The technology was introduced as a change in pathway rather than offered as an option, although the existing pathway remains available in the event that the woman declines the ffDNA test. Efforts were made to increase the user uptake of the test with local campaigns such as:

• Identifying midwife champions at each point of the maternity pathway.
• Sending the new guidelines to each midwife directly and circulating with monthly forum minutes.
• Displaying promotional posters in offices.
• Discussing with maternity colleagues at every opportunity.
• Developing local patient information.

A sticker system was developed to record the ffDNA result on the notes as “baby positive” or “baby negative”. The absence of a sticker indicates the test was not offered or was declined, and prompts staff reviewing the woman to offer if still appropriate given the stage of gestation. If the ffDNA test result is positive, this indicates that the baby is rhesus D positive and the woman will receive anti D immunoglobulin prophylactic treatment. If the result is negative – the woman will not receive anti D immunoglobulin as per the new process. This test result will be confirmed with a cord blood sample following delivery.

Initial results based on the first 6 months of use show that of 352 ffDNA tests ,123 predicted the baby to be Rhesus negative, 210 predicted Rhesus positive and 15 were reported as ‘inconclusive treat as positive’; 4 were rejected. These are in keeping with the proportions expected.

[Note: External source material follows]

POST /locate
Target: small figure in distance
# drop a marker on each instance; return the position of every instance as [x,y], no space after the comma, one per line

There was a high uptake of the test amongst women, and early analysis suggests this is increasing, associated with improved staff awareness and therefore more women being offered the test now than in the initial months of use. A total of 143 D-negative women have delivered to date: 100% of ffDNA negative results match the cord blood tests. 89 ffDNA positive babies have been delivered 1 baby has tested as Rhesus negative. Cord testing of some babies predicted to be Rhesus positive is still occurring, and further education and discussion are on-going. The team plan to evaluate the cost impact 12 months post implementation.

Initial Patient Satisfaction surveys show good levels of understanding and a positive response to the new service.

• It is essential to check the interoperability of the various IT systems and establish links between the local IT, laboratory and maternity teams and NHSBT if changes are needed.
• Clarify content of reports at an early stage to prevent unnecessary delays.
• Collaborative working between all departments is crucial to successful implementation.
• Engage with all grades of staff. Health care assistants (HCAs) in particular played a valuable role in increasing the uptake of the test amongst patients and staff.
• Cord testing of some babies predicted to be Rhesus positive is still occurring, and further education and discussion are ongoing.